Lorsqu'il s'agit, sous la pression des populations, formulée au nom de l'équité, de mettre à niveau le service offert, comme dans le cas de l'internet haut débit, ces mêmes territoires, handicapés par leurs conditions géographiques et leurs ressources limitées, se trouvent parfois devoir financer très cher ce qui au même moment est mis à la disposition des habitants des zones plus denses à des tarifs beaucoup plus bas, du fait du recours à des technologies innovantes qui ne leur sont pas encore offertes.

Le Président Emile Blessig a conclu que la situation ainsi décrite rendait encore plus indispensable l'élaboration d'un dispositif sûr et détaillé d'indicateurs du développement des territoires, demandé par la Délégation, seul de nature à permettre de moduler avec efficacité et équité l'appui à l'équipement des territoires.

*

La Délégation a alors décidé, à l'unanimité, la publication du rapport d'information sur le suivi des propositions de la Délégation sur l'internet haut débit, la gestion de l'eau, le traitement des déchets et les contrats de plan Etat-régions.

TRAVAUX DE SUIVI

A. AUDITION DE M. PAUL CHAMPSAUR, PRÉSIDENT DE L'AUTORITÉ DE RÉGULATION DES TÉLÉCOMMUNICATIONS, SUR LE DÉPLOIEMENT
DE L'INTERNET HAUT DÉBIT (mercredi 27 octobre 2004)

M. Serge Poignant, président, a exposé que la Délégation de l'Assemblée nationale à l'aménagement du territoire et au développement durable était particulièrement attentive aux effets du développement des technologies de la communication sur la cohérence du territoire. Elle souhaite que puisse être prévenu tout risque de « fracture numérique » qui pourrait contribuer à obérer les perspectives de développement de certaines parties de celui-ci, notamment parce qu'elles n'auraient pas accès à l'internet au niveau de débit aujourd'hui requis par le fonctionnement courant des services et de l'industrie. Les premiers travaux de la Délégation, au début de la législature, ont été consacrés à ce thème : en novembre 2002, un rapport d'information (n° 443), intitulé « réduire la fracture numérique », a été présenté devant elle par M. Nicolas Forissier, alors député, appelé depuis au Gouvernement. La Délégation attache aujourd'hui un grand prix aux analyses que l'Autorité de régulation des télécommunications pourra lui présenter sur les conditions de la progression de l'équipement numérique de la France.

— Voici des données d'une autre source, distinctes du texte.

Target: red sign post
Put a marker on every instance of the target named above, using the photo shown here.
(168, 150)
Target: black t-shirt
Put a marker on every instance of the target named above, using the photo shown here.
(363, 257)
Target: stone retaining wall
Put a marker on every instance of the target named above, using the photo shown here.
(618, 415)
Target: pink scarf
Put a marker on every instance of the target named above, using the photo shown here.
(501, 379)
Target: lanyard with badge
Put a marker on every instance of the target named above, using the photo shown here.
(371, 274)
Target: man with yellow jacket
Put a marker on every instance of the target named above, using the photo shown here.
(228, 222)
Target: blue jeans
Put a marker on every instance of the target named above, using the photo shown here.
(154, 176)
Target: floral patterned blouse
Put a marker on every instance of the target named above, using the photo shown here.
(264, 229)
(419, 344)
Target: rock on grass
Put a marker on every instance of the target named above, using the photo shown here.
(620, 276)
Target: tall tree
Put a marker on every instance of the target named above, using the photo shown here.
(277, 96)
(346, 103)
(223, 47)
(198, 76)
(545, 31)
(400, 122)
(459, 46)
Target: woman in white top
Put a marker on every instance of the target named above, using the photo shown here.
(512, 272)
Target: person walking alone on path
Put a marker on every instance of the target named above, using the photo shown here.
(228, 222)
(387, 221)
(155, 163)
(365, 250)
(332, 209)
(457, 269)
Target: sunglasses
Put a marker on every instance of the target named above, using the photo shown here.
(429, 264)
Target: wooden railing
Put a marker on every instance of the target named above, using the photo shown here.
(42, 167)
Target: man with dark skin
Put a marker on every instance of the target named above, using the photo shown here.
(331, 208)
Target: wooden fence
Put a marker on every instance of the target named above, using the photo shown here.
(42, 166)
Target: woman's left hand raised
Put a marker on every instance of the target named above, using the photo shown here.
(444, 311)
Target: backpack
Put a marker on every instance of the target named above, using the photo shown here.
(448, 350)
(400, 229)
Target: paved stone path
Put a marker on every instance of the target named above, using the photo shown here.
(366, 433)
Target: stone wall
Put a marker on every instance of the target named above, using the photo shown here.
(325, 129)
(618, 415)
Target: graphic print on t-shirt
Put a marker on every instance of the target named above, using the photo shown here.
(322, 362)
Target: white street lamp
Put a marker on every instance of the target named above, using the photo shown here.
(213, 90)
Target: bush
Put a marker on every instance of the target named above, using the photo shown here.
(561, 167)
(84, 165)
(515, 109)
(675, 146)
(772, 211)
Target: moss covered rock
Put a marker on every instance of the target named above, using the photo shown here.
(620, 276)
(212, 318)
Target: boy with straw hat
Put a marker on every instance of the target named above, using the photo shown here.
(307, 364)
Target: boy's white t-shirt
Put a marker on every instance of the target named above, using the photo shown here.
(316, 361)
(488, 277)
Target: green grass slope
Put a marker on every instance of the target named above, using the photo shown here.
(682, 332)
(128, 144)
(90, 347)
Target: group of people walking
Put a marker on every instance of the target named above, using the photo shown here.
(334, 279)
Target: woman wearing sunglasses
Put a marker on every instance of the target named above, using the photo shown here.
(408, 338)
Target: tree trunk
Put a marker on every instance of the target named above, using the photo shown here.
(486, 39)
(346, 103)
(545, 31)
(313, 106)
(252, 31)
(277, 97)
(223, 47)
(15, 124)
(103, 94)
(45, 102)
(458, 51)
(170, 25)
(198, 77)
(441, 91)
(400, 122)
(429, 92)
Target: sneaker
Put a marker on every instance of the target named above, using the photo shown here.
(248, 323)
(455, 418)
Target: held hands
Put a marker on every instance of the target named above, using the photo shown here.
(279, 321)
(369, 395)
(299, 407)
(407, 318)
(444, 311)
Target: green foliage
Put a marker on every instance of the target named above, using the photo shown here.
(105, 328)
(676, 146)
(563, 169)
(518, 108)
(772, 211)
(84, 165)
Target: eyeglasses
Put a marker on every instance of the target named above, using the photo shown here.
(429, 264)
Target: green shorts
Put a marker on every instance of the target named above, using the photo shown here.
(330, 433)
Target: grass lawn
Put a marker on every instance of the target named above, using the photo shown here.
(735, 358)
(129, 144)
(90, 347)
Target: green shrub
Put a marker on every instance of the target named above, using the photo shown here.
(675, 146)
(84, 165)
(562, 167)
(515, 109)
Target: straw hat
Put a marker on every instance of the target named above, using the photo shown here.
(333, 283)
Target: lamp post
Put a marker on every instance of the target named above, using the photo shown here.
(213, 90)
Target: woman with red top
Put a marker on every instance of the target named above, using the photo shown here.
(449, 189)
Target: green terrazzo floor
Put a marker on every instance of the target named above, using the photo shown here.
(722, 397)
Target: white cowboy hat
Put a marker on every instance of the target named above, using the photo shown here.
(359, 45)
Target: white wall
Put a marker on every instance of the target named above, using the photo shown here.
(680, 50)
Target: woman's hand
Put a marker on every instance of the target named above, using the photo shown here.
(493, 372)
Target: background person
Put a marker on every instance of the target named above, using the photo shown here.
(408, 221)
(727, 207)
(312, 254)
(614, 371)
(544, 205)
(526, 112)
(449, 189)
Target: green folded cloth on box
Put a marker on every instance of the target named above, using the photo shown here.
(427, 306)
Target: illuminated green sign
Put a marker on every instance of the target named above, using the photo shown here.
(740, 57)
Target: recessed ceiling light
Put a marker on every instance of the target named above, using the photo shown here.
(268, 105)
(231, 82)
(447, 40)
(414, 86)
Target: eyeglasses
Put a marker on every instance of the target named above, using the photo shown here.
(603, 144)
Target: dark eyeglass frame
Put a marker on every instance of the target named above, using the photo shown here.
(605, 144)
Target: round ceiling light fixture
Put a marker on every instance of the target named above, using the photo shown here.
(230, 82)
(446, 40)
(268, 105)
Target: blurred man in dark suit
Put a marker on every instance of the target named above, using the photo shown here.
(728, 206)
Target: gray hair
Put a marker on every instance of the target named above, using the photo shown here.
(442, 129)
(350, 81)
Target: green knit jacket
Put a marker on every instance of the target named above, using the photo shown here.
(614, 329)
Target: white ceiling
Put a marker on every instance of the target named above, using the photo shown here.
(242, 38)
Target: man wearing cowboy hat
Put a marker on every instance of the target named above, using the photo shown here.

M. Paul Champsaur a d'abord retracé l'historique du développement de l'internet haut débit sur le territoire. Les centres de recherche et les grandes entreprises disposent depuis plusieurs dizaines d'années de liaisons à haut débit leur permettant d'échanger des volumes de données importants. Ces liaisons étaient cependant des liaisons spécialisées, et utilisaient des technologies relativement coûteuses.

Avec l'apparition de l'internet moderne, au milieu des années 1990, le haut débit a commencé à devenir accessible aux ménages et aux moyennes entreprises, le progrès technologique permettant de le proposer à un niveau de prix plus abordable.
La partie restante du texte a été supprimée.